A 2 hour train trip from Belfast to Dublin is a great way to see the countryside. Dublin is divided into 3 areas and is compact and easy to explore. There are abundant parks and green areas to rest, but Dublin is so lively and attractive that the many shops, galleries, museums and attractions are hard to resist.
Trinity College was a highlight for me. Originally a Protestant College, built in 1592, its lawns and grounds have seen famous playwrights such as Burke, Beckett and Goldsmith, but it’s the Chapel and Long Room (a spectacular library of 64 metres long) which houses over 200,000 texts, books and scripts, the most famous being the Book of Kells.

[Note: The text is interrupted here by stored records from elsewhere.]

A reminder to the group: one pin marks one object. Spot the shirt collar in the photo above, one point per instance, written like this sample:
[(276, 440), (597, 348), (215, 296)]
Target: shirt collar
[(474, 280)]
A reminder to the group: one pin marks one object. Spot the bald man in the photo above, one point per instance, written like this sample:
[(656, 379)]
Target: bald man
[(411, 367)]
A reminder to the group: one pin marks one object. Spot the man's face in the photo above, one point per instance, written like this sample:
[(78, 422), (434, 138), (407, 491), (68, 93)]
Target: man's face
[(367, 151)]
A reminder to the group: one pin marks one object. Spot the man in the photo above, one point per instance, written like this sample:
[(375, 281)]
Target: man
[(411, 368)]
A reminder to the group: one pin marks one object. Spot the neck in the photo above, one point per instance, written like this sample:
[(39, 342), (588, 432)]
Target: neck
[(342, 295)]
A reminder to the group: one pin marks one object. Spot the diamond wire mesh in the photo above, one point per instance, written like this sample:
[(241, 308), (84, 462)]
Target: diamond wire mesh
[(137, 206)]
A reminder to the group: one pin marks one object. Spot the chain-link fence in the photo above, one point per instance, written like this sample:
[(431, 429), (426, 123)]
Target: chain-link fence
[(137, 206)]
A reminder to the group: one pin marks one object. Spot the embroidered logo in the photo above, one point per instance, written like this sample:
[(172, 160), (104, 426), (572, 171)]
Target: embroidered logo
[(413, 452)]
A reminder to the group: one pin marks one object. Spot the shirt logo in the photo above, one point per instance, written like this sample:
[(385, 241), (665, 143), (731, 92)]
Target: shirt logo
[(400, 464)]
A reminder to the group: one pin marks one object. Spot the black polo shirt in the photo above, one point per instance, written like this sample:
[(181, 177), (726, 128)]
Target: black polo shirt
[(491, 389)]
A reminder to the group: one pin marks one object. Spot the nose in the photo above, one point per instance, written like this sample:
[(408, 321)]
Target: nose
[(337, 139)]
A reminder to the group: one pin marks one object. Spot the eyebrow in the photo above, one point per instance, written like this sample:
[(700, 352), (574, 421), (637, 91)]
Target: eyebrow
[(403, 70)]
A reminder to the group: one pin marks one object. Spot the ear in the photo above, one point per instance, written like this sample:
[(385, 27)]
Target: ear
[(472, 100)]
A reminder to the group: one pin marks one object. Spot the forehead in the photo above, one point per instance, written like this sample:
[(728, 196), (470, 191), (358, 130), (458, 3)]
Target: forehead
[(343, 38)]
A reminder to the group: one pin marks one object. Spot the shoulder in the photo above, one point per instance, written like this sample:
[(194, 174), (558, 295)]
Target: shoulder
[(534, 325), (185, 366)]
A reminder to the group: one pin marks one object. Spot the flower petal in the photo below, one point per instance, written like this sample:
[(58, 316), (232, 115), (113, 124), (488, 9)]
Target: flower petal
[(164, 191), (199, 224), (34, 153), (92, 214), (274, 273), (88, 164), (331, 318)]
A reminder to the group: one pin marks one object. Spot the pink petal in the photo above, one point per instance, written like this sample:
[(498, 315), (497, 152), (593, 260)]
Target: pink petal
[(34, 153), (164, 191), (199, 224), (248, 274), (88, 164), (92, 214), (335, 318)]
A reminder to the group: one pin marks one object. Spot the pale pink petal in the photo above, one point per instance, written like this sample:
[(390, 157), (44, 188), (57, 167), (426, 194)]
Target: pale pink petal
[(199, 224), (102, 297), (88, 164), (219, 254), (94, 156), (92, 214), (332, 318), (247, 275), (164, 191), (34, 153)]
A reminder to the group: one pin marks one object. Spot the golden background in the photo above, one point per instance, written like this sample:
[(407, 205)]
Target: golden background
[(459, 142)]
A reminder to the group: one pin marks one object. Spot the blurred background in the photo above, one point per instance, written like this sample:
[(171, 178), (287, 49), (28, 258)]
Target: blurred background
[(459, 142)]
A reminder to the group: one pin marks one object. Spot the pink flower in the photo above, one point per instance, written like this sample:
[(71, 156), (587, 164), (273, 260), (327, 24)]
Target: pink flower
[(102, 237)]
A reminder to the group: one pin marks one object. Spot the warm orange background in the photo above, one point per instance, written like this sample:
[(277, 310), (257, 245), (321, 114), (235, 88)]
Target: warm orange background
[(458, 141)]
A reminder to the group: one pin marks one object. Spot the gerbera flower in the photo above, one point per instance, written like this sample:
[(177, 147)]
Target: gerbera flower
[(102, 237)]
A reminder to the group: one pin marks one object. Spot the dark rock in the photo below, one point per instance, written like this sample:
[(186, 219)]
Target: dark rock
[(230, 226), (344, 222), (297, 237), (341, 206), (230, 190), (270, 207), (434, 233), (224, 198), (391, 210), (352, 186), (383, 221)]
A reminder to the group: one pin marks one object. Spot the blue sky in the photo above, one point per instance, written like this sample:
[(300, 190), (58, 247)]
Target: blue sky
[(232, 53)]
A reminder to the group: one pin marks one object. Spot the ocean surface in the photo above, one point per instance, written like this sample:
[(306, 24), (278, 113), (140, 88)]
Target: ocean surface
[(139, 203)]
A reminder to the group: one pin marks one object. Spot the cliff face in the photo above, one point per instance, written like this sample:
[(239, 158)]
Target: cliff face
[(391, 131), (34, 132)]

Chester Beatty Library next to Dublin Castle is another gem and one of the best museums in Ireland displaying Beatty’s personal collection of 300 copies of the Koran.
Dublin Zoo is a great way to pass an afternoon, as is taking the DART Train to Howth and having a walk along the cliffs with fabulous views of Dublin Bay.
Malahide is a 12th century National Trust set in magnificent gardens and is a short distance from the National Botanical Gardens. If one is interested in shopping, there are numerous malls in Dublin, but the main shopping areas and streets are Grafton, George’s Street Arcade and O’Connell Street. From antique shops, tiny art galleries, impressive department stores or clothing outlets, Dublin has something for every shopaholic.
After a thirty minute train ride out of Dublin, you will find yourself in the charming village of Skerries. From here I travelled west through Kildare Galway and Limerick to the wild and scenic Atlantic Coast. It is rural, traditional and the countryside is speckled with sheep, peat bogs and cobbled villages. It is here that Gaelic traditions have survived and where Irish is spoken as a first language. An early morning start on a 40 foot sailing boat around the Aran Islands, and towards Clare Island and Croagh Patrick was memorable. Croagh Patrick named after the national Saint is Ireland’s holy mountain. The weekend I was there was Reek Sunday where a pilgrimage barefoot to the summit (2,510 feet) is made by those wishing to continue the traditions of Pagan rituals.
An evening at Dublin’s Abbey Theatre with its high standard of drama and theatre, or a classical; concert in one of the many concert halls, is a must for the culture seeker. Film fests, book festivals, annual dance, comedy, stage events – there is something for everyone.
Ireland is a beautiful country with open, warm and welcoming people. The food is delicious, hotels and accommodation are of a high standard and the transport system is easy to navigate. There is so much to do, see and experience that a once off trip will never be enough. A world in one country.